La mort définitive de l'industrie liégeoise du cuivre

Fushi Copperweld
Fushi Copperweld - © Fushi Copperweld

C'est la fin d'une lente et longue agonie industrielle, en région liégeoise. La société Fushi Copperweld, qui, depuis près de trois ans, avait tenté de relancer, une ixième fois, la société Cuivre et Zinc. vient de renoncer. Elle vient d'informer les curateurs qu'elle mettait un terme, prématurément, au contrat de gérance de l'entreprise.

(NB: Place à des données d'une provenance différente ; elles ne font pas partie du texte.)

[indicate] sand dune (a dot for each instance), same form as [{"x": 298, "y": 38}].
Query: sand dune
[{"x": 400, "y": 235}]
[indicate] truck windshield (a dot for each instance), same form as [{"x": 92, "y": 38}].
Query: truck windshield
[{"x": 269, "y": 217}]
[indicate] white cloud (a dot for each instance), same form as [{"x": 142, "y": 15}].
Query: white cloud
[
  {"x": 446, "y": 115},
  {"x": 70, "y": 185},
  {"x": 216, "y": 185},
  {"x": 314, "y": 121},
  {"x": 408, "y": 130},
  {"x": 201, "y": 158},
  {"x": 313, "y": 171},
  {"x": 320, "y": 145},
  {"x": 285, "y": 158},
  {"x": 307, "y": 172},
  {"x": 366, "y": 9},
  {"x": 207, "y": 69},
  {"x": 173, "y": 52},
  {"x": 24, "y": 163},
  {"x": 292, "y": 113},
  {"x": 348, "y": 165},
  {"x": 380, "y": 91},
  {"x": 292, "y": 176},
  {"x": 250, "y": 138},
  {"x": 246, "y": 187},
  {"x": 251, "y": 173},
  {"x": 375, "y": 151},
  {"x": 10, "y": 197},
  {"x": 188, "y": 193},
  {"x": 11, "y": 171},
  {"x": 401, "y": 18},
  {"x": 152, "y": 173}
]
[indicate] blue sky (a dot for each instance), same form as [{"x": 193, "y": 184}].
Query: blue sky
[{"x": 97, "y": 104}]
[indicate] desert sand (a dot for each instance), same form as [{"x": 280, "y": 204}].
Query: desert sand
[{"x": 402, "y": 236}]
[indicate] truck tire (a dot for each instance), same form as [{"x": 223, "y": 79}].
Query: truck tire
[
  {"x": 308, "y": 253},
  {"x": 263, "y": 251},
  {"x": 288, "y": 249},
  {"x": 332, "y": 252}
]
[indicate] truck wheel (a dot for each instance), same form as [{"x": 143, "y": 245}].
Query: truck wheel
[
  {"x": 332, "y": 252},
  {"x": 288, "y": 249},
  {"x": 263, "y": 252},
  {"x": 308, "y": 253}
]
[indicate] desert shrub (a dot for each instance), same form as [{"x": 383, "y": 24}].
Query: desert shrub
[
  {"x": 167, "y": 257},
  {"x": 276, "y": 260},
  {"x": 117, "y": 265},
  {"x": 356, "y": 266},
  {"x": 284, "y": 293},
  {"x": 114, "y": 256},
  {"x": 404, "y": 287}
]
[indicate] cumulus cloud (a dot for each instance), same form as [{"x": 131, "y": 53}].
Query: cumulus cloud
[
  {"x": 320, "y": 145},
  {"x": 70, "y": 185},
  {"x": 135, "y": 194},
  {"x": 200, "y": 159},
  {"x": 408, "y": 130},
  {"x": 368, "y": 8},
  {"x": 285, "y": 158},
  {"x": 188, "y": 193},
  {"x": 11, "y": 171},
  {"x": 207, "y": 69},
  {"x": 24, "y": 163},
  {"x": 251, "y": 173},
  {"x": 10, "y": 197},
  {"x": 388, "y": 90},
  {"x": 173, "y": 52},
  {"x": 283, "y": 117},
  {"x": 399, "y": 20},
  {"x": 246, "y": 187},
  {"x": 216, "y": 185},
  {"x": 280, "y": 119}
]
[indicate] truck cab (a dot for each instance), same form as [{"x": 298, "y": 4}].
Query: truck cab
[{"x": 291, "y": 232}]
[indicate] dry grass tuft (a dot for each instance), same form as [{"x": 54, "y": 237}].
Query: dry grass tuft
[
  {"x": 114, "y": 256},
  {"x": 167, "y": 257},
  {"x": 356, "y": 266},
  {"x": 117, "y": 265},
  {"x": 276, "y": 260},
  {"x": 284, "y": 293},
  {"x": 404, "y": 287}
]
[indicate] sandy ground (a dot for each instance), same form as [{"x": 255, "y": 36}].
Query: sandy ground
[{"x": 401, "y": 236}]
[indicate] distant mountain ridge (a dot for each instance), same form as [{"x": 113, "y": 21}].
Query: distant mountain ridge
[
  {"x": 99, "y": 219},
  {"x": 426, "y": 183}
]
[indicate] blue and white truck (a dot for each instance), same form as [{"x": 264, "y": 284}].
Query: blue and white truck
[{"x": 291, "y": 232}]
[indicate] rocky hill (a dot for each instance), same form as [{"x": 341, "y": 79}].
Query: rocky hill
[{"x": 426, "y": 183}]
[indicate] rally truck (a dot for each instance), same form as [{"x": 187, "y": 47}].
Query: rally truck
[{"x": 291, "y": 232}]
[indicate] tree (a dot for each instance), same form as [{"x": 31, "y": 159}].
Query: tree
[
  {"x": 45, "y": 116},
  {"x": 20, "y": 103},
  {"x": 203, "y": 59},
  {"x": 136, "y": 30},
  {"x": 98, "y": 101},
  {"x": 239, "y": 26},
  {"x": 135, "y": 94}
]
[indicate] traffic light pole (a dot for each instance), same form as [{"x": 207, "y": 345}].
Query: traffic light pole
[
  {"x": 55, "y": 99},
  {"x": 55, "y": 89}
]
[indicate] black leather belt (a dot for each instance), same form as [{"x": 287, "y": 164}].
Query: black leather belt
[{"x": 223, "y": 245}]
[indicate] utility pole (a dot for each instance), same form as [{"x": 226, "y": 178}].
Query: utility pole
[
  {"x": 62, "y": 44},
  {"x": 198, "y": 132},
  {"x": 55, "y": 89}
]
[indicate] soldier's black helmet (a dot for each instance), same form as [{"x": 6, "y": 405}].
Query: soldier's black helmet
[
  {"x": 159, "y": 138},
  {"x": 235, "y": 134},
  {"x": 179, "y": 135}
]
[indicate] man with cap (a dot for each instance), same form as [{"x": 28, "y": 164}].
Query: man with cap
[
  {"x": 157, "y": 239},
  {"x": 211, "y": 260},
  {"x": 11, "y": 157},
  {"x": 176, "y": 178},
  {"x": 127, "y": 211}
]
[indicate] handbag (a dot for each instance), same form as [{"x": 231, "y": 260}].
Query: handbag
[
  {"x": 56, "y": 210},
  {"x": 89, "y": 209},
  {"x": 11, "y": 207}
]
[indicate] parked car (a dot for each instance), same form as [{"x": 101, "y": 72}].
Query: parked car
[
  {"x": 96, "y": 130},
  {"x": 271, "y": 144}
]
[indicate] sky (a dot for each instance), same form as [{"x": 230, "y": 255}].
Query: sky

Depuis les années '90, les anciennes usines à cuivre et à zinc portent la poisse. Elles ont été suédoises sous le nom de Boliden, finlandaises, sous le nom d'Outokumpu, espagnoles, sous le nom de Leaf Business. Et puis, voici deux ans, elles ont été reprises par le groupe américain et chinois Fushi Copperweld. C'est essentiellement une fabrique de tubes en alliage, à usage sanitaire. Mais les plombiers utilisent de plus en plus des matérieaux plus technologique. Et simultanément, le prix du minerai a flambé. Intenable, économiquement.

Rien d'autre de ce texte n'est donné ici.